Dizer que António Simões, antiga glória do Benfica e da seleção de 66, agitou as redes sociais não é informação de grande utilidade. Já todos percebemos que o estado normal delas, as redes, claro, é em forte e permanente agitação. Aliás, não deve haver melhor local para descarregar a bílis que um mural virtual. Mas desta vez um ‘magriço’ decidiu ‘abanar’ com força um dos heróis nacionais, o comendador Cristiano Ronaldo. António Simões não gostou das comparações entre Eusébio e CR7 e, em entrevista ao jornal i não se conteve: “Duas semanas antes tinha mandado o microfone para dentro de água e duas semanas depois era líder. Isto é mandar poeira para os olhos, é um atestado de estupidez a quem anda nisto”. E não se ficou por aqui, questionando até a jornalista: “Acha que com toda a gente no banco a ficar doida e o Cristiano Ronaldo a fazer de líder… foi por isso que ganhámos?”.
Meio século depois da excelente prestação da seleção no Mundial de Inglaterra, com um brilhante terceiro lugar, a conquista do Europeu de 2016 passou a ser o maior feito do futebol nacional a nível de seleções. E as comparações entre o herói de 66, Eusébio, e Cristiano Ronaldo, três vezes vencedor da bola de ouro e, provavelmente, a caminho do quarto título de melhor do mundo, são inevitáveis. Mas isso são outras polémicas e o que importava perceber é se o comportamento do capitão da equipa nacional na final do Euro foi de um líder ou não.
“Eu diria que numa circunstância normal, aquilo de andar aos abraços e aos empurrões ao selecionador, e a dar instruções para dentro de campo, não faria muito sentido. Os jogadores precisam de uma voz de comando e essa é do Fernando Santos”, começa por explicar Jorge Silvério. Mas, para o primeiro mestre do país em Psicologia do Desporto, área onde também é doutorado, “nestas circunstâncias, tendo em conta a lesão do Ronaldo e as questões emocionais pelo facto de ser uma final, o golo do Éder e o entusiasmo que se seguiu… enfim, tudo isso ajuda a perceber esses comportamentos que, se em termos racionais podem não fazer muito sentido, são perfeitamente compreensíveis em termos emocionais”.
Especialista em liderança e Coaching, Rui Lança concorda com a ideia mas vai até mais longe, considerando que aqueles momentos vividos no prolongamento foram um exemplo “de liderança partilhada de forma consciente” entre o selecionador e o capitão. “O Cristiano estava numa zona de desconforto, algo a que não está habituado que é fora do campo e esta foi a resposta que encontrou para ajudar”, explica.
O facto de ter sido apenas CR7 e não outros jogadores que também estavam no banco a comportar-se daquela forma é, para Rui Lança “a prova do ascendente que Ronaldo tem sobre os outros jogadores e que eles próprios lhe reconhecem”. Sobre as polémicas declarações de António Simões nenhum dos ‘especialistas’ se quis pronunciar mas Rui Lança entende que as comparações como as que o ‘magriço’ fez com o antigo capitão Mário Coluna, dizendo que este seria incapaz de semelhante atitude, são comparações legítimas mas para isso é preciso enquadrá-las também no tempo e, de há 30, 40, 50 anos para cá, muita coisa mudou e nos modelos de liderança também.

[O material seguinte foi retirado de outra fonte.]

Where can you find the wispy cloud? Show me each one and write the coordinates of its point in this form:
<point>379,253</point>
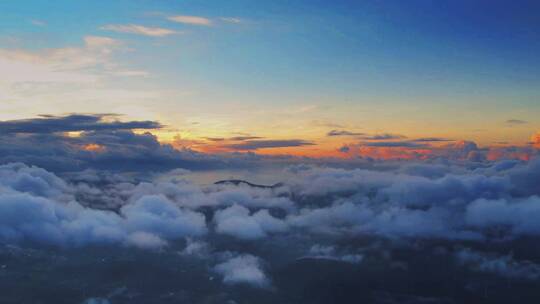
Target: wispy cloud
<point>231,20</point>
<point>37,22</point>
<point>513,122</point>
<point>265,144</point>
<point>193,20</point>
<point>343,133</point>
<point>385,136</point>
<point>139,30</point>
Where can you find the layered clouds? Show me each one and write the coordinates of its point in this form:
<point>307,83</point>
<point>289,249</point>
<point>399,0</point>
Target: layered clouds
<point>479,218</point>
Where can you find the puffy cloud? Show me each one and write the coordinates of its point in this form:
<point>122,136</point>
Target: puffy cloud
<point>237,221</point>
<point>330,253</point>
<point>145,240</point>
<point>243,269</point>
<point>38,216</point>
<point>501,265</point>
<point>535,140</point>
<point>519,215</point>
<point>265,144</point>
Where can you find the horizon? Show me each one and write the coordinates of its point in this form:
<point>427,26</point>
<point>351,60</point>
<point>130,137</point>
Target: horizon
<point>241,152</point>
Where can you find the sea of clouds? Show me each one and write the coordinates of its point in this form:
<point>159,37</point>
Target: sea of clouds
<point>467,207</point>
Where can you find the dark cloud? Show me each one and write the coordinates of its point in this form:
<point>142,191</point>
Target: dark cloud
<point>343,133</point>
<point>264,144</point>
<point>47,124</point>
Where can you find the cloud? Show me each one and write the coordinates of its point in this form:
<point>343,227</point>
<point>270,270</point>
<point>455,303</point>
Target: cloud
<point>343,133</point>
<point>139,30</point>
<point>432,139</point>
<point>68,65</point>
<point>265,144</point>
<point>37,22</point>
<point>231,20</point>
<point>394,144</point>
<point>32,210</point>
<point>192,20</point>
<point>237,221</point>
<point>385,136</point>
<point>504,265</point>
<point>243,269</point>
<point>513,122</point>
<point>73,122</point>
<point>535,140</point>
<point>329,253</point>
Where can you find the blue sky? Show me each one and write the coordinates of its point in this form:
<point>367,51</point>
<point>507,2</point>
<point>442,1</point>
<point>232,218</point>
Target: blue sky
<point>275,67</point>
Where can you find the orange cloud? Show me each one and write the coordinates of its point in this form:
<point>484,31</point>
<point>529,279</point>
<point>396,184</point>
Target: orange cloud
<point>94,148</point>
<point>535,139</point>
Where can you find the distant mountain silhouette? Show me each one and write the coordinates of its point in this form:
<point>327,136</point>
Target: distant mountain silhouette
<point>238,182</point>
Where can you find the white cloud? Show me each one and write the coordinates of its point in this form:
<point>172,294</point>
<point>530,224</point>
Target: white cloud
<point>193,20</point>
<point>243,269</point>
<point>139,29</point>
<point>231,20</point>
<point>236,221</point>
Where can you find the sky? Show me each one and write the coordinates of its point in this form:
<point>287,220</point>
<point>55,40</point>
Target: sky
<point>269,151</point>
<point>280,77</point>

O próprio Fernando Santos, que Rui Lança entrevistou diversas vezes para muitos trabalhos académicos, “foi-se adaptando às diferentes formas de liderar um grupo ao longo dos tempos. E neste caso teve a inteligência de não castrar as intervenções de Ronaldo porque percebeu que elas podiam ser importantes para o coletivo. E foram”.
Mas, emoções à parte, está o capitão da seleção nacional a dar provas de ser um líder? Jorge Silvério até foi dos que teve dúvidas quando o jogador foi escolhido, por entender que “era demasiado precoce se não houvesse alguma retaguarda, o que naquela altura não sucedia”. Mas o que acontece agora é que “ele tem vindo a moldar-se, está a perceber o papel de um capitão”. Já no que diz respeito ao estilo de liderança isso depende de cada um. Mas Jorge Silvério aponta “o momento dos penáltis frente à Polónia, em que ele soube tirar a pressão toda ao Moutinho, como um modelo. Foi um belo exemplo de liderança, de alguém que conhece o jogo e sabia que o problema de Moutinho era falta de confiança e medo de errar”.
Afinal, tirando as redes sociais, o único que foi mesmo agitado e empurrado foi Fernando Santos e a esse ninguém o ouviu queixar-se. É de líder.